Pour toutes les professions du droit, il m’apparaît ainsi essentiel de réaffirmer nettement leur mission de conseil et d’expertise juridiques, au service de nos concitoyens, de la qualité de notre ordonnancement juridique et, au-delà, de l’intérêt général. C’est ce qu’a également reconnu, en ce qui concerne les notaires, la Cour de justice de l’Union européenne. Dans une affaire relative aux règles françaises d’organisation des activités notariales, la Cour a certes refusé d’en réserver l’accès aux seuls ressortissants français, donc aux seuls nationaux, mais elle n’a pas exclu toute forme de restriction d’accès. Elle a en particulier souligné que les activités notariales « poursuivent des objectifs d’intérêt général, qui visent notamment à garantir la légalité et la sécurité juridiques des actes conclus entre particuliers »[23], de sorte que des restrictions au droit d’établissement, découlant des spécificités propres aux activités notariales, peuvent être justifiées pour des raisons impérieuses d’intérêt général, sous réserve qu’elles soient proportionnées.  Notre modèle est certainement entré dans une phase d’ouverture et d’assouplissement ; il ne saurait pour autant perdre ce qui fait son identité et ses atouts, alors que la concurrence, sinon la rivalité, entre systèmes juridiques s’intensifie à l’échelle mondiale et que la compétitivité de notre économie et l’attractivité de notre territoire doivent être mieux promues et servies.
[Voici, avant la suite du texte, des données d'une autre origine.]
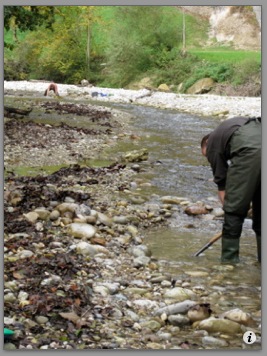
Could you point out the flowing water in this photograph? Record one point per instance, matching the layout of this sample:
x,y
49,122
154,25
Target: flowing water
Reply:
x,y
179,169
176,168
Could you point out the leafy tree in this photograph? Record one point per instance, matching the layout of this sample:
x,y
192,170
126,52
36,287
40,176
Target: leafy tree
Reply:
x,y
28,17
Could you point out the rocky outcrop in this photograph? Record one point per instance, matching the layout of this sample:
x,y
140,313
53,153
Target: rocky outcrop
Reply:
x,y
238,26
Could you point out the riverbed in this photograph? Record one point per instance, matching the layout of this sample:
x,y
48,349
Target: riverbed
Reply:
x,y
176,168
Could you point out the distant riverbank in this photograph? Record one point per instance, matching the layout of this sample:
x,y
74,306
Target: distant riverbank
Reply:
x,y
203,105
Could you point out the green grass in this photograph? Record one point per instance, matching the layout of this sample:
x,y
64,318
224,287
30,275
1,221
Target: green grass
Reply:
x,y
225,55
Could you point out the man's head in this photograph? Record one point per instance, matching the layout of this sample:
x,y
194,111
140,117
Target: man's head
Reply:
x,y
203,144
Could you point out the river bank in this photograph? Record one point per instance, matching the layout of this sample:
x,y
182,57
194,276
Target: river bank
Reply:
x,y
77,272
206,105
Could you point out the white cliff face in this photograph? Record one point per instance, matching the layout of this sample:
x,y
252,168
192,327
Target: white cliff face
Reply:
x,y
228,25
232,25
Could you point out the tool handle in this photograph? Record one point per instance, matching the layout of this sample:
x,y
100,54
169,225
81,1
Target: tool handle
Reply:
x,y
207,245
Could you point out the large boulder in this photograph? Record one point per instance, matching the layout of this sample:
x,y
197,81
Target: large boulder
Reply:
x,y
202,86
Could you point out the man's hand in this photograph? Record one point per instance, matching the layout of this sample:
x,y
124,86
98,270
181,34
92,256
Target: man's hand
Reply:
x,y
221,194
II. L’avenir des professions du droit s’ouvre aujourd’hui sur de nouveaux chantiers de modernisation.

A. Ces chantiers touchent aux conditions et formes d’exercice de ces professions, dans le sillage de la loi du 6 août 2015.

1. Il s’agit, en premier lieu, d’assouplir, sinon de « libérer », leurs conditions d’exercice.

S’agissant des avocats, ceux-ci pourront désormais ouvrir un bureau secondaire sans autorisation préalable de leur ordre et en dehors du ressort de celui-ci, mais en étant alors assujettis aux obligations relatives à l’aide juridictionnelle dans le ressort de cet autre barreau. En outre, leur droit de postulation a été étendu : ils pourront désormais postuler devant les tribunaux de grande instance du ressort de la cour d’appel, dans lequel ils ont établi leur résidence professionnelle ainsi que devant cette cour, sauf dans certaines matières[24]. La compétence territoriale des huissiers de justice a été élargie dans la même proportion, lorsque leur ministère est obligatoire et, pour leurs autres activités, elle a été étendue au niveau national[25]. Par ailleurs, les notaires, les huissiers de justice et les commissaires-priseurs judiciaires pourront librement s’installer dans les zones où leur implantation apparaît utile pour renforcer la proximité ou l’offre de services[26]. Ces zones seront déterminées, comme vous le savez, par une carte dont les critères d’établissement et les modalités d’application seront définis par décret et qui sera établie conjointement par les ministres de la justice et de l’économie, sur proposition de l’Autorité de la concurrence. Cette même autorité rendra en outre, au moins tous les deux ans, des recommandations sur le nombre de créations d'offices d'avocat au Conseil d’Etat et à la Cour de cassation qui apparaissent nécessaires pour assurer une offre de services satisfaisante au regard de critères prenant notamment en compte les exigences de bonne administration de la justice ainsi que l'évolution du contentieux devant ces deux juridictions suprêmes[27].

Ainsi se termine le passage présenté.